Chang He’s research interests lie at the intersection of civil engineering and advanced technology. His primary focus includes the application of machine learning and artificial intelligence to analyze and optimize the performance of construction materials and structures. He is particularly interested in exploring how innovative materials, such as fiber-reinforced polymers, can be integrated into traditional concrete structures to enhance their durability and resilience. By leveraging deep learning techniques, Chang aims to develop predictive models that can inform engineering practices and improve the safety and efficiency of civil engineering projects.

Awards

Throughout his academic career, Chang He has received several awards and honors that reflect his dedication to excellence in education and research. Notably, he was awarded the Social Work Scholarship twice, highlighting his commitment to community engagement and social responsibility. Additionally, he received the Second Prize Scholarship twice during his master’s studies, as well as the Third Prize Scholarship and the Merit Student Award during his undergraduate years. These accolades serve as a testament to his hard work, perseverance, and contributions to the academic community.

Publications

Chang He has authored and co-authored several research publications in esteemed journals, demonstrating his commitment to advancing knowledge in his field. His notable works include:

Deep Learning-Based Analysis of Interface Performance between Brittle Engineering Materials and Composites (Expert Systems with Applications, 2024).

Hyperparameter optimization for interfacial bond strength prediction between fiber-reinforced polymer and concrete (Structures, 2023).

Bayesian optimization for selecting efficient machine learning regressors to determine bond-slip model of FRP-to-concrete interface (Structures, 2022).

Semi-supervised networks integrated with autoencoder and pseudo-labels propagation for structural condition assessment (Measurement, 2023).

Application of Bayesian optimization approach for modelling bond-slip behavior of FRP-to-concrete interface (Proceedings of the 12th International Conference on Structural Health Monitoring of Intelligent Infrastructure, 2023).

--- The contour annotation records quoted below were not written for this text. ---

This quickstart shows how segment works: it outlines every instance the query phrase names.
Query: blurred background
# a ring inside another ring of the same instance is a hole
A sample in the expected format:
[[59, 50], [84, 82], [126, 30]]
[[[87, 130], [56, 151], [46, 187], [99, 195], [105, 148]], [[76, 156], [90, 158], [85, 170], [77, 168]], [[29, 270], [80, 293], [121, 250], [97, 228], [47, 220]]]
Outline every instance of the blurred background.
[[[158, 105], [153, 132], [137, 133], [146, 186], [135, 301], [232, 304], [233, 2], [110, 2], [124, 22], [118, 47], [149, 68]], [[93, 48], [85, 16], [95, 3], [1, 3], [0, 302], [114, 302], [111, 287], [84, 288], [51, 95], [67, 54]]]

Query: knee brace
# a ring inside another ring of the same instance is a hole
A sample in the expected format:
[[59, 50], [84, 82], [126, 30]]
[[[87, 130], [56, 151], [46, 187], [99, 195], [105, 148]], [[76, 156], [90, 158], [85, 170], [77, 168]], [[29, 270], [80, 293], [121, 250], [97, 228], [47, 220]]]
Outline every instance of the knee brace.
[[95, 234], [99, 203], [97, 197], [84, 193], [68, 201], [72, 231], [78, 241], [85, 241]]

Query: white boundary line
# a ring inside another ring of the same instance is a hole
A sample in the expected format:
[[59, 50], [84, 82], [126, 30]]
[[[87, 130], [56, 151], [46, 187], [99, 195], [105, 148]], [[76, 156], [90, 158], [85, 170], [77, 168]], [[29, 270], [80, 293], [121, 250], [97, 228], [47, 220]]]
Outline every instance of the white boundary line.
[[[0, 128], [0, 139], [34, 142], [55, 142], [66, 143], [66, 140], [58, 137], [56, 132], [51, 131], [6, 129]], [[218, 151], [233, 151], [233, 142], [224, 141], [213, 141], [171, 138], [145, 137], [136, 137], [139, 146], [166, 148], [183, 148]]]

An acoustic-homologous deep learning method for FRP concrete interfacial damage evaluation (Proceedings of the 12th International Conference on Structural Health Monitoring of Intelligent Infrastructure, 2023).

Conclusion

In conclusion, Chang He embodies the qualities of an exceptional researcher in civil engineering, combining academic excellence with impactful research contributions. His extensive experience, innovative research interests, and notable achievements position him as a strong candidate for the Best Researcher Award. By continuing to push the boundaries of knowledge in his field, Chang He is poised to make significant contributions to civil engineering and society as a whole. His commitment to excellence and passion for research make him a deserving nominee for this prestigious award.